The Newtonian paradox of groups.

Successful groups have great power, power to identify, understand the causes and implications of problems and opportunities, and come up with creative responses, and once moving can gather great momentum. Most workplaces are now actively seeking to harness the intellect and creative power of their employees and other stakeholders, and those that do it well create great opportunity.

The flip side is that groups also have inertia, they are much harder to get rolling than just an individual, and once rolling, have a tendency to take unpredictable excursions.

It is easy to underestimate the effort, leadership, and capacity to connect that is required to overcome this inertia, and to manage the momentum constructively, leading a group in a consistent direction, focusing on the important issues, and consistently delivering outcomes.

I bet Isaac never thought of this application of his laws.   

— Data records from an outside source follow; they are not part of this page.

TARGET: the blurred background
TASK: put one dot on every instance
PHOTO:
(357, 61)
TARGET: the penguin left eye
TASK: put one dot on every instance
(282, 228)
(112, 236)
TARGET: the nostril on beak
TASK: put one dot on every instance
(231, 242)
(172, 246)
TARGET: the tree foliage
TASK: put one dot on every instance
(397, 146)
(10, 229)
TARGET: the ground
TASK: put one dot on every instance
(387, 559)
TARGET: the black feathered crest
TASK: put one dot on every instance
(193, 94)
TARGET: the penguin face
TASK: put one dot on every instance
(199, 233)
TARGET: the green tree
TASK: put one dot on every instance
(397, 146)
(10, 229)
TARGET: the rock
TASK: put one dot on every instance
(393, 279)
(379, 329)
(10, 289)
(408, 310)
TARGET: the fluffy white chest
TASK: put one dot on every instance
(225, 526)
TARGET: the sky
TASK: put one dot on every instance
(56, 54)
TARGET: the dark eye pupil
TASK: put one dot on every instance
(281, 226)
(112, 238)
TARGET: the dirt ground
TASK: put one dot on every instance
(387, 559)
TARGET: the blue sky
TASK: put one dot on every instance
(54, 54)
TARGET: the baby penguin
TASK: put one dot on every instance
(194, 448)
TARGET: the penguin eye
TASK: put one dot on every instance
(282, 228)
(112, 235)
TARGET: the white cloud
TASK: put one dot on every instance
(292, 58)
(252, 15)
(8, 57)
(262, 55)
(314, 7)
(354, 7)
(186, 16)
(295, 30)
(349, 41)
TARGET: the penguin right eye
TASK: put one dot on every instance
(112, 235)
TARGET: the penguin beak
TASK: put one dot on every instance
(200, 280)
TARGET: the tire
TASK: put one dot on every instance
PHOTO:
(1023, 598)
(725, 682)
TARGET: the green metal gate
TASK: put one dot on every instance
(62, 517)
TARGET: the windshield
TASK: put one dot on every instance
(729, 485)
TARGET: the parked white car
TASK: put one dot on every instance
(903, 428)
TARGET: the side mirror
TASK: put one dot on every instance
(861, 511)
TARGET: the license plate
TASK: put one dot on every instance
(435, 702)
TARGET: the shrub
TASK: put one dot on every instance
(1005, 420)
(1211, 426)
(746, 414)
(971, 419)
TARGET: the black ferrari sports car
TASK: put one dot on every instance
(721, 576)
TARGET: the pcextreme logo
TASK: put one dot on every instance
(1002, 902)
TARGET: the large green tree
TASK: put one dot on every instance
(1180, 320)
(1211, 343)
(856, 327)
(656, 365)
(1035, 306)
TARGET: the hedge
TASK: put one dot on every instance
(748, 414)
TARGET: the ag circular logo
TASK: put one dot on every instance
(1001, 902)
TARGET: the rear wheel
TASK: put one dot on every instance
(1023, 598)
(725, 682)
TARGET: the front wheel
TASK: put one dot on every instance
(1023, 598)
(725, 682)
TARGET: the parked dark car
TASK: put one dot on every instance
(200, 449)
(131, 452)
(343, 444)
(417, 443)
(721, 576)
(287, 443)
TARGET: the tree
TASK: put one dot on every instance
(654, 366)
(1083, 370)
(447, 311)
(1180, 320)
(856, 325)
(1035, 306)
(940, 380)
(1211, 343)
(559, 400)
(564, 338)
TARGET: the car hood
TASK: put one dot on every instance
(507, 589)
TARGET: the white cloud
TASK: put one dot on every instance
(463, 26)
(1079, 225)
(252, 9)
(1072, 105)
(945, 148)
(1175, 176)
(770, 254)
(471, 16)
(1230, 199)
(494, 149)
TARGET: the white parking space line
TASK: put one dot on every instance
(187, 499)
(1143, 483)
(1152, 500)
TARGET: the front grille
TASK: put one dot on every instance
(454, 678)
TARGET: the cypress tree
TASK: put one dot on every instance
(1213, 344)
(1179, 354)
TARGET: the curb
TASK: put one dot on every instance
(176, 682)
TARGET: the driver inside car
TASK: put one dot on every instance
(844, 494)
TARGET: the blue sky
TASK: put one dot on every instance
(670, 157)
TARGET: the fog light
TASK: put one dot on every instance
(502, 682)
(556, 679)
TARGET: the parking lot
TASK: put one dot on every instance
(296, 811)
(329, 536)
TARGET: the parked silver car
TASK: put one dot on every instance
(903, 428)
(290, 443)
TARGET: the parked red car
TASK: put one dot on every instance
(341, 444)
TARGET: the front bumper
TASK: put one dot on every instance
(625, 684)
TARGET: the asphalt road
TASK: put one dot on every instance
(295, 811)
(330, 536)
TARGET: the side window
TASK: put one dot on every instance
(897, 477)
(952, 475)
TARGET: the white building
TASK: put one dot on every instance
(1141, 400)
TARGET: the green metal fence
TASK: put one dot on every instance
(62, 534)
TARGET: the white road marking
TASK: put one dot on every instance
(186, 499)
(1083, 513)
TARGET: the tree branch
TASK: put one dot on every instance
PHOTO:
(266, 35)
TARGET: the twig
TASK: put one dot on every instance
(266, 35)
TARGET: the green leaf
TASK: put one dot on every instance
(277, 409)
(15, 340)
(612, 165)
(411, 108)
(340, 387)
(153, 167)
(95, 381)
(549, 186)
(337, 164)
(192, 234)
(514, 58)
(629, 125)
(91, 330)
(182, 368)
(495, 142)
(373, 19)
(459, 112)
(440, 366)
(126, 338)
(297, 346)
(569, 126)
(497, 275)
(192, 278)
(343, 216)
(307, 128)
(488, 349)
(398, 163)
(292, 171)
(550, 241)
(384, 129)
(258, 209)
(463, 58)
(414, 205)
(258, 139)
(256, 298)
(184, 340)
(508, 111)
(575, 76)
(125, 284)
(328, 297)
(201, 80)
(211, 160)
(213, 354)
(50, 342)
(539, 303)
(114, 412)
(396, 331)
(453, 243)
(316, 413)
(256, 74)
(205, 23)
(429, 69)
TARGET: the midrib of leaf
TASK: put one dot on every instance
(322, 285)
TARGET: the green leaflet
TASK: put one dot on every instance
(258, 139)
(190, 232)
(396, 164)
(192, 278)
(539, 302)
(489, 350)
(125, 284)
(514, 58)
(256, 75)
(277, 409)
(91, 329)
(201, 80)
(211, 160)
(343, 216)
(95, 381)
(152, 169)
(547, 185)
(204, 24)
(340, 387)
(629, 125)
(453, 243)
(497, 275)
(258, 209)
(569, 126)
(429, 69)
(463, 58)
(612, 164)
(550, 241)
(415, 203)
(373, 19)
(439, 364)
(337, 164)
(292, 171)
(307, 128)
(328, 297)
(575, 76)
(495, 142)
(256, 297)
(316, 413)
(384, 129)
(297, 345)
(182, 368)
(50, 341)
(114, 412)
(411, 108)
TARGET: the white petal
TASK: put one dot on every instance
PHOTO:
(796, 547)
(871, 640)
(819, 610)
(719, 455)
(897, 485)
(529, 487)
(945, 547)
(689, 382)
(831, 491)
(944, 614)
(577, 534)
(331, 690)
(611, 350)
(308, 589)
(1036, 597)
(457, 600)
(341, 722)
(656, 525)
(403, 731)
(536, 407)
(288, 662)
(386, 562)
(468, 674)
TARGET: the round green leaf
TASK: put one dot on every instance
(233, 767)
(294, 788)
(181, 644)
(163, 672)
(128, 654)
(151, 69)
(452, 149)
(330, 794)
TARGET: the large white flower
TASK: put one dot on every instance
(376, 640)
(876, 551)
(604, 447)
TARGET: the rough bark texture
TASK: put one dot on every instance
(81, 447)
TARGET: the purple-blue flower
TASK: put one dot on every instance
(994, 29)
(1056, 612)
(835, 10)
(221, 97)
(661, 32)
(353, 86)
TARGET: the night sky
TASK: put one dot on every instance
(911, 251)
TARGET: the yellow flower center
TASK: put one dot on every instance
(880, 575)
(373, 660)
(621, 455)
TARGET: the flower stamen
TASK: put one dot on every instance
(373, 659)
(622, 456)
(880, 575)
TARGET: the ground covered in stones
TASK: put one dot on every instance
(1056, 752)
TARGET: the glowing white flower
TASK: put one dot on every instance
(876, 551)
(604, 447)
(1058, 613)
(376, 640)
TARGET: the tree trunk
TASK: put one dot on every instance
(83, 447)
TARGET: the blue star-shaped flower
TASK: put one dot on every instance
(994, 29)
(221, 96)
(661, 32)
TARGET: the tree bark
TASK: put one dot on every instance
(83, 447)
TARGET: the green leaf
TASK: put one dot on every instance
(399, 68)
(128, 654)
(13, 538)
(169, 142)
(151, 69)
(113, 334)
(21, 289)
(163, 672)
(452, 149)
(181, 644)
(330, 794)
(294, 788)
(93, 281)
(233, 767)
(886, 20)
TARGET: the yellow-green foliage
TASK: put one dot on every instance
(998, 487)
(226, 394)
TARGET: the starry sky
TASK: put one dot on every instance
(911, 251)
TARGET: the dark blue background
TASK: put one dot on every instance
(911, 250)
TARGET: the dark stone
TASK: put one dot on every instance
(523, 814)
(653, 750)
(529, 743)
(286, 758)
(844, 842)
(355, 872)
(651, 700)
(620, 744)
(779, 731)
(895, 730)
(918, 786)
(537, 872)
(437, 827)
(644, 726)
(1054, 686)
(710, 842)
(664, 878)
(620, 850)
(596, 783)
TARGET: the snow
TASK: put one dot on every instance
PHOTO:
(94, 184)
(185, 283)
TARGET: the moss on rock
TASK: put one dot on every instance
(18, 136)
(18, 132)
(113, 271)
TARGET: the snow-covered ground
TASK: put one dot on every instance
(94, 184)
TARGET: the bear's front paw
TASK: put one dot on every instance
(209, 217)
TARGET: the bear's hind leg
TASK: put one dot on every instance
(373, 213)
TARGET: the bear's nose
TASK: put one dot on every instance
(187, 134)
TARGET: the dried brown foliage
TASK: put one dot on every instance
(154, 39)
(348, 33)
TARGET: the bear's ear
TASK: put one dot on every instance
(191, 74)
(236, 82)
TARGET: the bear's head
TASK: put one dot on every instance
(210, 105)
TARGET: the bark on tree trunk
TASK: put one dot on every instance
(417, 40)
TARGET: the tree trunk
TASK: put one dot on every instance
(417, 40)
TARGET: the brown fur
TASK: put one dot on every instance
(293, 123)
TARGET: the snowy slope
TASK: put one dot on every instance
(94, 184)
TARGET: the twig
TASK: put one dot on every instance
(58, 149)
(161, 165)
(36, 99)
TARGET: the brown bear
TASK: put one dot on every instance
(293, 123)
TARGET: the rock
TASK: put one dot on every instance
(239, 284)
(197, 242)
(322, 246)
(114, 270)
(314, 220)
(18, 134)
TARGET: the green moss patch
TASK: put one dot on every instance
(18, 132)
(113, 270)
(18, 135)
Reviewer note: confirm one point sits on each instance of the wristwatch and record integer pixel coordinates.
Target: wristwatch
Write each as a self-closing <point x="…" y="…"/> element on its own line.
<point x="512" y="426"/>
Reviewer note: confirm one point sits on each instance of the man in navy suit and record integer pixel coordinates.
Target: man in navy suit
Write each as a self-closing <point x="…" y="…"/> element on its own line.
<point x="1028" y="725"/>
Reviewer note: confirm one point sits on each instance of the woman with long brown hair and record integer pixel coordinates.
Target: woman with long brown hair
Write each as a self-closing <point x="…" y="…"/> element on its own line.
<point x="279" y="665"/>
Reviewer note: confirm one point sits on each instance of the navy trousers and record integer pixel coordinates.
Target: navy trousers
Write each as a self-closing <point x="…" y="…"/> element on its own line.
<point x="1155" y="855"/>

Successful chains are communities

When people are tied together, when they are in “communities” they tend to develop shared values, aspirations, and courses of action. The incidence of double dealing, dishonesty, personal gain at the expense of the community gain, are reduced.

An efficient demand chain is just another type of community, it benefits from the collaboration, is able to identify and filter out self interest and hubris, and can deliver value to all participants.

The oxygen of such a community is information, both the quantitative data that can be collected and shared, but perhaps more importantly, the qualitative stuff that accrues with use, personal relationships,  shared obligations, the mutual understanding of peoples idiosyncrasies,  and simply the need to be recognised. 

Another management paradox

 

All species, including humans, are inherently adaptive, yet the organisations humans inhabit are by their nature resistant to change.

The management challenge of the future is to figure out how to build an organisation that evolves sufficiently quickly to be ahead of the changes occurring in the environment around them so as to be in a position to exploit and leverage those changes rather than just reacting to them.

“Democtratising knowledge” in demand chains

Democratising  knowledge, isn’t this a lovely term! I have heard it used on a number of occasions recently, and it came up again in an extraordinary TED presentation by Stephen Wolfram .

In just two words it nails the complex changes happening in numerous ways in our lives. Knowledge used to be power, now it is freely available, it is simply a tool, and the ones who use it best will win, rather than in the past, where the holder of the knowledge had a huge advantage.

Amongst all the other things that have changed, is the potential to turn simple supply chains that pump product into a channel driven only by capacity, into demand chains that respond backwards to demand signals from the customer.

This opportunity for change driven by a combination of the communication tools on the net, and the ability to assemble and analyse the drivers of demand in your particular market  offers huge potential for innovation, efficiency, and differentiation based on the capabilities of those in the chain. 

Are they really friends?

Anthropologist Robin Dunbar theorised that the maximum number of people any individual could maintain a relationship with was 150, which has become known as Dunbar’s number. It reflects the cognitive maximum for someone to know everyone in a group, and to be aware of the relationships between them all.

Social media has led to people into  having many “friends” sometimes thousands, but in the human sense, they do not have a relationship, it is something different, for which I suspect we need a new term.

Human beings are social animals, and no matter how valuable our digital networks are to us, they are no substitute for the human interactions that define us, but are limited to around 150 individuals at any one time.

What is the problem, and how do we fix it?

What is the problem, and how do we fix it?

Working my way through a book on the implementation of “Lean”  called “Manage to learn” an interesting book that further evolves the textbook as a story genre started by Eliyahu Goldratt’s best selling book “The Goal” originally published back in the early eighties, I saw the list of questions reproduced below.

The book itself is about the learning how to use A3 method of problem solving and teaching that has come out of Toyota and is very useful, but it struck me that the list is a generic list of sensible questions that should be asked in a wide range of circumstances where solving a problem is the task at hand.

1. What is the problem or issue?

2. Who owns the problem?

3. What are the root causes of the problem?

4. What are some possible countermeasures?

5. How will you decide which countermeasures to propose?

6. How will you get agreement from everyone concerned?

7. What is your implementation plan—who, what, when, where, how?

8. How will you know if your countermeasures work?

9. What follow-up issues can you anticipate? What problems may occur

during implementation?

10. How will you capture and share the learning?

Answer all these, and the path will be very clear.